I'm with Coolhand, that was just unpatriotic. And from what I have read there are way to many people from other teams who didn't like their tactics for JV's defense to hold up. When professional riders from other teams besides Columbia say they were pulling then I accept that they were. They had nothing to gain from that, riding up front to stay out of trouble and pulling enough that the other teams notice and call you out on it are two pretty different things.

Bush league. JV might not like COL-HTC winning waaaay more often or Cav's comments but that doesn't justify negative tactics. Go out and win a stage, or a team trial and take care of it that way.


----------



## jorgy (Oct 21, 2005)

Coolhand said:


> On the GC Pretenders- just watch tomorrow- both of the Garmin guys get dropped and lose time.
> 
> On the Columbia talking smack- well its really mostly been their sprinter. Who for the most part has backed it up. Did George ever say anything? *Of course not.* Did George have friends on Garmin who were none to pleased with the outcome today- yes again.
> 
> ...


So you can't possibly imagine that Garmin would rather have Astana have to work tomorrow, as it's obvious AG2R is cooked and their man will not be in yellow tomorrow? Astana wanted Columbia in yellow so they would defend the jersey tomorrow, saving Astana energy.


----------



## SwiftSolo (Jun 7, 2008)

CARBON110 said:


> it was pretty weak indeed
> 
> great points and well articulated CoolHand
> 
> ...


I agree--good post.
You can not have paid attention today and place legitimate blame on Astana. They pretty much paced the 7 1/2-- 8 minute gap which was a reasonable thing to do. They made no attempt to close it up while they were on the front.


----------



## oarsman (Nov 6, 2005)

kytyree said:


> that was just unpatriotic.


_Unpatriotic_? It was the patriotic duty of an American based team to let an American on a rival team take the yellow jersey? That's just silly.


----------



## turbogrover (Jan 1, 2006)

I'm waiting to hear Bernard Hinault spin this to make the American teams look bad:
_"The French teams would never have let petty disagreements get in the way of national pride, and having a Frenchman in the Maillot Jaune."_ lol.


----------



## JohnnyChance (Dec 13, 2006)

CARBON110 said:


> it was pretty weak indeed
> 
> great points and well articulated CoolHand
> 
> ...


columbia in yellow = good for astana
columbia in yellow = bad for garmin, saxo, lotto, etc

why help the stronger team?

garmin had 3 guys rotating with the entire ag2r team, a couple guys from lotto, and not to mention the entire columbia train in last few k.

you think the final sprint by columbia was "brilliant"!? its also known as dangerous. why do you think they took cav's points away from him? 

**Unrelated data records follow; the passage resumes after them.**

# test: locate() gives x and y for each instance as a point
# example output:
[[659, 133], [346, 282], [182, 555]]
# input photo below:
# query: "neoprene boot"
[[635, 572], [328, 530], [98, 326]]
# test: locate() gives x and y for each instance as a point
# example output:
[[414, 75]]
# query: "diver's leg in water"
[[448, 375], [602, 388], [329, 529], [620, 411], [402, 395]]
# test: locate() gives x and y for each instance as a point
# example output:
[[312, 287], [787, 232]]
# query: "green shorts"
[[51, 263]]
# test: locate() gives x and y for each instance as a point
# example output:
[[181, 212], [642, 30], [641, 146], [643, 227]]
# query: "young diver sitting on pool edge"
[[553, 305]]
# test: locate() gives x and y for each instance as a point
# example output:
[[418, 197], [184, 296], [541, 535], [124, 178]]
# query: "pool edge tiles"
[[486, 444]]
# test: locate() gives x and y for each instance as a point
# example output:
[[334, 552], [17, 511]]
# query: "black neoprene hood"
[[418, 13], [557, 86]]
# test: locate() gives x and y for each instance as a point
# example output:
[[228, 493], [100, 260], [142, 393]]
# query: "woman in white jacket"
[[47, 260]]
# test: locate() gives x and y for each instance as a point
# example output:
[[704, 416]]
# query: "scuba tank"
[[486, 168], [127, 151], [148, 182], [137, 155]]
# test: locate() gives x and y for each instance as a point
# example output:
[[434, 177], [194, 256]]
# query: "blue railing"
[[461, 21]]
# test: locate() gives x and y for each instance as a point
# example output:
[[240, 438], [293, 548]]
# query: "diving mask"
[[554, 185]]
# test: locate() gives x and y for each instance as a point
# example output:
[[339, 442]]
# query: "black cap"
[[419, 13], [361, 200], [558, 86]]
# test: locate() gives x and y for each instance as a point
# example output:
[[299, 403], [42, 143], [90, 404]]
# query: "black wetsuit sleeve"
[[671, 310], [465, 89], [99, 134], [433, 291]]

lance called out garmin for chasing down a guy from a team that talks smack about them. lance chased down a guy who talked smack about him. same diff.


----------



## uzziefly (Jul 15, 2006)

Even DZ was pissed at Garmin's tactics. That says it all.

He said: Like pawns in a chess game or to that effect.

What more do you need about how their own riders think of their team's tactics?

There you go. 

It's not about whether ag2r is cooked, or not or whatever.

It's about Garmin's riders thinking their team orders was a b!tch move itself. And maybe Ag2r going back on their word saying they won't chase at all in the stage.


----------



## uzziefly (Jul 15, 2006)

JohnnyChance said:


> columbia in yellow = good for astana
> columbia in yellow = bad for garmin, saxo, lotto, etc
> 
> why help the stronger team?
> ...


Cav's punishment of a full DQ was harsh according to Robbie McEwen even. Like, he kept mentioning it was very, very harsh.

They could have reversed the placings maybe. Or deducted one more point.

But the barriers were closing in, not Cav blocking him out towards the barriers.

Maybe looking over his shoulder was the issue but still, a little too harsh for a full DQ IMO as well.


----------



## lookrider (Dec 3, 2006)

uzziefly said:


> Even DZ was pissed at Garmin's tactics. That says it all..


DZ is stupid and a weasel.



uzziefly said:


> He said: Like pawns in a chess game or to that effect.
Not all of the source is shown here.